Bab 4
Keluarga Hawkin memang layak disebut keluarga terkaya di Kota Hoburgh. Lihat saja vila seluas 5.000 meter persegi yang mereka miliki. Mobil-mobil mewah itu melintasi taman yang penuh dengan bunga-bunga indah dan lapangan golf pribadi sebelum akhirnya berhenti di depan pintu vila yang terang benderang.
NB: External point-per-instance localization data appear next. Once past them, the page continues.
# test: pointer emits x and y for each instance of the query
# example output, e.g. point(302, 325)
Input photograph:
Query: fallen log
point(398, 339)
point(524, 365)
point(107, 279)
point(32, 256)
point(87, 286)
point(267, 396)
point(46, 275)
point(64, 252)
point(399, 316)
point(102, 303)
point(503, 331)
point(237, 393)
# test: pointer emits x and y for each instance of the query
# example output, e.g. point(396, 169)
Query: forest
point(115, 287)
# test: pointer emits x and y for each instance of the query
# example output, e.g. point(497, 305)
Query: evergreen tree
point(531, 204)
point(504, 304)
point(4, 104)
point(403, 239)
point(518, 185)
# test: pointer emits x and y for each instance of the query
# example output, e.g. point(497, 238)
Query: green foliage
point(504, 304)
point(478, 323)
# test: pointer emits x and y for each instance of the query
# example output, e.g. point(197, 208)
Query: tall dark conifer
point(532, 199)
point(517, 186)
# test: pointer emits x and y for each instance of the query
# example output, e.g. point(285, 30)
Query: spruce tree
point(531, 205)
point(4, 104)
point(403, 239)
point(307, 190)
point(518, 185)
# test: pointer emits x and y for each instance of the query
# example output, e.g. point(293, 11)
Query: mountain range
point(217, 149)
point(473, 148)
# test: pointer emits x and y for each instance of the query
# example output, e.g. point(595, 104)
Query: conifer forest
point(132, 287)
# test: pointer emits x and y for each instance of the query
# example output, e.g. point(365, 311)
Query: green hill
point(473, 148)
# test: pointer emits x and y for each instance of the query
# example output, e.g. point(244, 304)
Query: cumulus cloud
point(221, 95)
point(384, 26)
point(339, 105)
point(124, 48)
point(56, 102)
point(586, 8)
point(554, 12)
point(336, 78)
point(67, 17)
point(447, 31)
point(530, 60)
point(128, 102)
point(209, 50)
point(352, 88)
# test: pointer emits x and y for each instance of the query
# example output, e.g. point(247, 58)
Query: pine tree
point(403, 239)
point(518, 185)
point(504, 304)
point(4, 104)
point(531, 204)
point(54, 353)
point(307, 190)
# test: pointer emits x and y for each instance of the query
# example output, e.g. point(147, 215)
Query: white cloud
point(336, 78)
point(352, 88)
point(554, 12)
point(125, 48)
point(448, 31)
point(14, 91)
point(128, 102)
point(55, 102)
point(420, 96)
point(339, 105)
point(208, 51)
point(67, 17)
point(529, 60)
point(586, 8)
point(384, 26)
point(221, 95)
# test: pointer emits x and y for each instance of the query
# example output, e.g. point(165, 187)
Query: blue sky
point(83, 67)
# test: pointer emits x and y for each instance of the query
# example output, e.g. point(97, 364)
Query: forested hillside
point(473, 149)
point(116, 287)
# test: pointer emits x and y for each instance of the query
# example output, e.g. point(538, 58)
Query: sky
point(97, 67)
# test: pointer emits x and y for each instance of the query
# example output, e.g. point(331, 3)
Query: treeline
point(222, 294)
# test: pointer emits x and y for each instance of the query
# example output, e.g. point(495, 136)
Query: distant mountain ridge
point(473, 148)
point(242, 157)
Sopir membuka pintu mobil, lalu membungkuk dan meletakkan tangannya ke atap mobil agar kepala Paula dan Ophelia tidak terantuk saat turun dari mobil.
"Phelia, kita sudah sampai di rumah."
Paula berkata dengan ceria. Ketika dia hendak menggandeng Ophelia masuk, pintu vila tiba-tiba terbuka. Para pembantu berbaris di kedua sisi, lalu dua orang segera berjalan keluar.
Mereka adalah Andy dan Mia.
"Phelia, ini ayahmu, terus ini ... " Kata-kata Paula terhenti saat dia hendak memperkenalkan Mia. Dia merasa sedikit canggung. Ophelia dan Mia terlahir di hari yang sama. Kalau tidak, mereka tidak mungkin tertukar.
Memanggilnya kakak atau adik ... sama-sama terasa tidak cocok.
Mia berinisiatif menyela. Dia menunjukkan senyum tulus dan polos sambil berkata pada Ophelia dengan manis, "Kakak, selamat datang!"
Ophelia melirik Mia. Sikap dan kata-kata gadis itu persis seperti di kehidupan lalu. Raut wajah yang ditunjukkannya sama-sama ramah dan polos.
Namun, hanya Ophelia yang tahu betapa kejamnya Mia di balik topeng wajah polosnya. Betapa banyak trik licik yang tersembunyi di balik matanya yang tersenyum cerah ini.
Ophelia membatin, "Halo, Mia! Kita bertemu lagi."
"Kali ini, aku mau lihat sehebat apa kemampuan beraktingmu!" tambahnya lagi dalam hati.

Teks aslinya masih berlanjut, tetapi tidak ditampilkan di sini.